READ about Piers Morgan's long career in journalism here.
In Wednesday evening's edition of "Only in America," Piers Morgan recognized the importance of an occasion known worldwide simply as "D-Day."
"Exactly 68-years-ago today, at precisely 6:30 a.m., the world was saved," said Morgan, referring to June 6th, 1944, the morning of which British, Canadian, and U.S. forces made an amphibious landing on the coast of France.
"As the mission was unfolding, [Winston] Churchill addressed the House of Commons. Praising General Eisenhower, he said 'There is a brotherhood in arms between us and our friends of the United States.'"
In honor of the occasion often credited for being instrumental in changing the course of the Second World War, "Life" magazine has recently released some colorful photographs, depicting images from that era.

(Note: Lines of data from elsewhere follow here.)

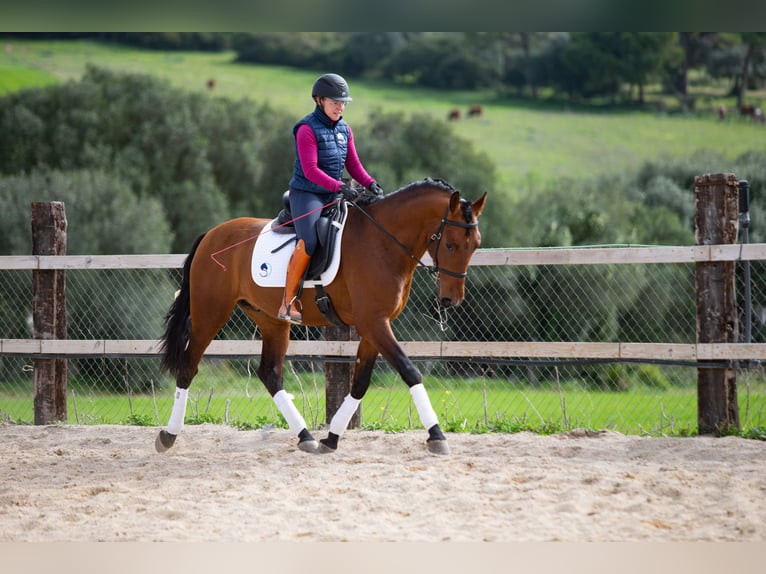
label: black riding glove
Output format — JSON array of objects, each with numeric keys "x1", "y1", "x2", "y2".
[
  {"x1": 368, "y1": 181, "x2": 384, "y2": 196},
  {"x1": 338, "y1": 183, "x2": 359, "y2": 201}
]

Describing the pictures, Morgan notes a "group of G.I.'s marching alongside flowers in bloom," references as "a band of brothers stops in the french countryside to take a picture with two young women and a girl," and points out that "American soldiers guard German prisoners of war."
A native-Englishman having recently relocated to the United States, the "Piers Morgan Tonight" host crunches the numbers, explaining that more than 20-million combined Americans and Brits served in World War II, each deserving of praise and recognition:
"All the heroes – here in America and in the U.K. are heroes in the truest sense of the word."
Introducing his audience to 86-year-old Jack Fletcher, Morgan tells the tale of a Texan who left home before finishing high school, so as to go off to war and fight for his country:
"He never had the opportunity to graduate," revealed the host. "Until last week."
Honoring a pledge he'd made to himself years ago, Fletcher made his way back to the Lone Star State, finishing what he started some 70 years prior.
Only in America, reminds Morgan: "To him, to everyone who served from the Greatest Generation, we all owe our eternal gratitude. You risked your lives, you gave your lives, all in the name of freedom."